В первые дни августа 1833 года Александр Иванович Казначеев, губернатор Тавриды, объезжал свои владения. Против обыкновения на этот раз рядом с ним в карете находился не доверенный чиновник, а шестнадцатилетний гимназист. Когда миновали Старый Крым, Александр Иванович сказал:
— Скоро, Ваня, Феодосия.
Юноша опустил окно кареты и жадно вдохнул воздух. К степному аромату уже примешивался острый запах моря.
Казначееву невольно передалось волнение его молодого спутника.
Оба они погрузились в воспоминания…
Это происходило четыре года назад. В то время Казначеев был градоначальником в Феодосии.
Однажды проезжал он берегом моря по одной из окраинных улиц. В тот день он устал, и прогулка доставляла особенное удовольствие.
Солнце уже клонилось к закату, с моря дул свежий ветерок. Казначеев откинулся на кожаные подушки экипажа и слегка прикрыл глаза. Улицы здесь были узкие, каменистые, кучер придерживал лошадей. Экипаж мягко покачивался на рессорах, и Казначеев незаметно задремал.
Из дремоты его неожиданно вывели звуки музыки. На подоконнике открытого окна небольшого домика примостился мальчик лет одиннадцати-двенадцати и с увлечением играл на скрипке. Казначеев слегка прикоснулся к спине кучера, молча приказывая придержать лошадей.
Мальчик так был погружен в свое занятие, что не заметил остановившегося у дома экипажа. Казначеев сидел неподвижно и внимательно слушал, не спуская глаз с маленького музыканта. Когда тот кончил играть, Казначеев громко похвалил:
— Отменно играешь!
Мальчик вздрогнул и только тут заметил важного господина в экипаже. Он сильно смутился и от растерянности спрятал скрипку за спину.
Казначеев попытался его успокоить:
— Не бойся. Лучше сыграй мне что-нибудь еще…
Ласковое обращение и доброе лицо незнакомца рассеяли робость скрипача, и он заиграл новый, на этот раз грустный, щемящий мотив. Казначеев недавно слышал этот напев в гостях у знакомого армянина. И сейчас его поразило, как тонко и верно маленький виртуоз передал на скрипке все особенности восточной мелодии.

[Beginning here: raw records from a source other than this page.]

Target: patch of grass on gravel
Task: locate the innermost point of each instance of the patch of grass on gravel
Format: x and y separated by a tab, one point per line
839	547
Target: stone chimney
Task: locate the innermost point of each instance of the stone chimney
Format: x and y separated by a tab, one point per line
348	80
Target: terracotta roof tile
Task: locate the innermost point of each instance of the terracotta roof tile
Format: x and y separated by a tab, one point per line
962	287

— У тебя великолепный слух, — еще раз похвалил градоначальник мальчика. — Как тебя зовут?
— Оник…
— Ты армянин? Оник по-русски — Ваня?
— Да. Меня многие зовут Ваней.
— А как фамилия твоего отца, и чем он промышляет?
— Гайвазовский, — отвечал мальчик. — Батюшка ходит по тяжебным делам и пишет прошения на базаре.

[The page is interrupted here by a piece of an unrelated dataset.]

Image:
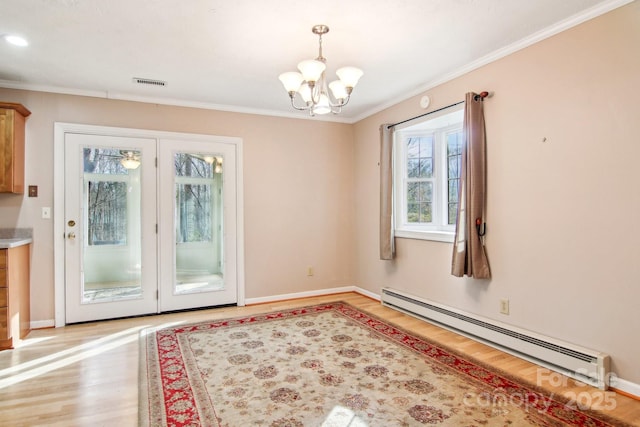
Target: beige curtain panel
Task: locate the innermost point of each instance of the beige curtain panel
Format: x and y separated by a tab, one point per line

Казначеев ласково кивнул мальчугану и уехал. По дороге он несколько раз повторил про себя: «Ваня Гайвазовский».
Через несколько дней во время обычной утренней прогулки Казначеев снова очутился в лабиринте тесных переулков за Арабатской улицей. Ему правился этот тихий уголок в ранние часы. Казалось, солнце здесь по-особому освещало беленные известью заборы и выщербленные каменные плиты узких тротуаров. Он переходил из одного пустынного переулка в другой. И трудно ему было поверить, что за этими высокими каменными заборами живут люди. Казначеев решил уже повернуть назад, как вдруг внимание его привлек длинный забор, на котором углем были нарисованы какие-то фигуры. Подойдя поближе, он увидал, что изображен солдат в полной амуниции.

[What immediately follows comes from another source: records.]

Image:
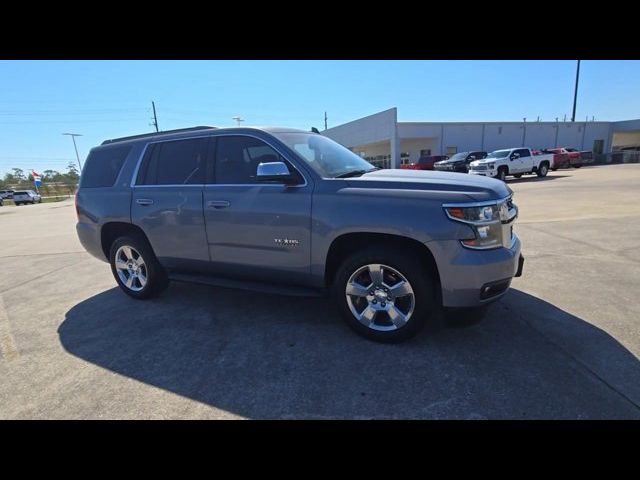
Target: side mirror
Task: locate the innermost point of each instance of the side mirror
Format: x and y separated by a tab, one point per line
275	172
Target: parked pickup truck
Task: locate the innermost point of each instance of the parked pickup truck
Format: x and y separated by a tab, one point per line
574	157
511	161
293	212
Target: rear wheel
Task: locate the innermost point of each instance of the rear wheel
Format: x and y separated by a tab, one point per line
136	268
542	170
384	295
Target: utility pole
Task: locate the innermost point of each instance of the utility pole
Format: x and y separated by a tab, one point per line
155	117
575	93
73	137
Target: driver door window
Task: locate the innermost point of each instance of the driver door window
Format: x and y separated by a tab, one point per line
238	157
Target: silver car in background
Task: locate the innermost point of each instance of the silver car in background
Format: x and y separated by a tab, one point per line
26	196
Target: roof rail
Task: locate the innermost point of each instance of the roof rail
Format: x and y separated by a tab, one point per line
154	134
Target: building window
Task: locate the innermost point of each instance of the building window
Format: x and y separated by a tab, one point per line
598	146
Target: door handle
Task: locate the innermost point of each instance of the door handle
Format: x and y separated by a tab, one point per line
218	204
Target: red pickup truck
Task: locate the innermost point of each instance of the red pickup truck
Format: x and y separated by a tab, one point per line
565	157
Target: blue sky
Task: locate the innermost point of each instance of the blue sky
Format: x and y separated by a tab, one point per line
39	100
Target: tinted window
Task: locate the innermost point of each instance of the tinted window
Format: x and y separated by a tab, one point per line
237	159
103	166
179	162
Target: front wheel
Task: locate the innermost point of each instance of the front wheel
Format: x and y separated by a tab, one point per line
542	170
136	268
384	295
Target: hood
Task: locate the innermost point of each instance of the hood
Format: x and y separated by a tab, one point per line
450	187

Хотя Казначеев славился своей добротой, но многие знали за ним способность внезапно сильно вспылить. Так случилось и на этот раз. В рисунке он усмотрел нарушение городского благообразия. Рассердился Казначеев еще и потому, что разрисованная стена неожиданно нарушила приятную раннюю прогулку. Он стал искать калитку или ворота, чтобы постучать домовладельцу, и, оглянувшись, заметил полицейского. Блюститель порядка с пышными рыжими усами был грузен и неуклюж. Увидев градоначальника, он приложил руку к козырьку и затрусил к нему. Эта фигура могла рассмешить кого угодно, и Казначеев от души рассмеялся. Поэтому, когда полицейский подбежал, градоначальник успел остыть и ограничился приказанием забелить неуместное художество.
Спустя несколько дней Казначеев опять заглянул в этот переулок и, поравнявшись с длинным забором, остановился, неприятно пораженный: на свежевыбеленном заборе четко виднелись новые фигуры. На этот раз были нарисованы уже не солдаты, а герои греческого восстания Канарис, Миаули, Баболина. Казначеев их сразу узнал. Он чуть ли не ежедневно встречал их на продававшихся сотнями лубочных картинках, литографиях и гравюрах с изображениями героев греческого восстания и видами взятых турецких крепостей.
Казначеева удивило не то, что изображены греческие патриоты — в Феодосии жило немало греков, и каждая победа над турками вызывала всеобщее ликование, — в рисунке неизвестного художника его поразило другое: точность копирования гравюр, правильность и свобода линий, уверенность привычной, хотя еще далеко не окрепшей руки.
Глядя на рисунок, Казначеев подумал, не посылает ли ему случай возможность открыть новый талант и способствовать его развитию. Он решил, что художник-шалун, вероятно, снова вернется сюда рисовать, если забелить и на этот раз забор.
Казначеев искал, кому бы поручить подстеречь озорника и узнать его адрес, как вдруг увидел того же самого полицейского, застывшего в почтительном усердии сзади него.
— Ба! — воскликнул от неожиданности Казначеев. — Как ты опять появился здесь, любезный?
— Я, ваше высокоблагородие, издали заметил, как вы изволили направиться сюда, и поспешил!.. Не виновен, ваше высокоблагородие. Вчерась вечером забор был в благообразном виде…
— Ладно, ладно, — прервал его Казначеев, — Ты возьми это место под свое наблюдение и осторожно подстереги нарушителя. А когда узнаешь, кто он и где жительствует, явишься ко мне. Только следи за ним осторожнее, чтобы не вспугнуть. Не мешай рисовать. А это пока забелить…
В то утро после завтрака Казначеев, как обычно, работал у себя в кабинете. Но занятия были прерваны приходом городского архитектора Коха, которому необходимо было утвердить у градоначальника расходы на ремонт фонтанов.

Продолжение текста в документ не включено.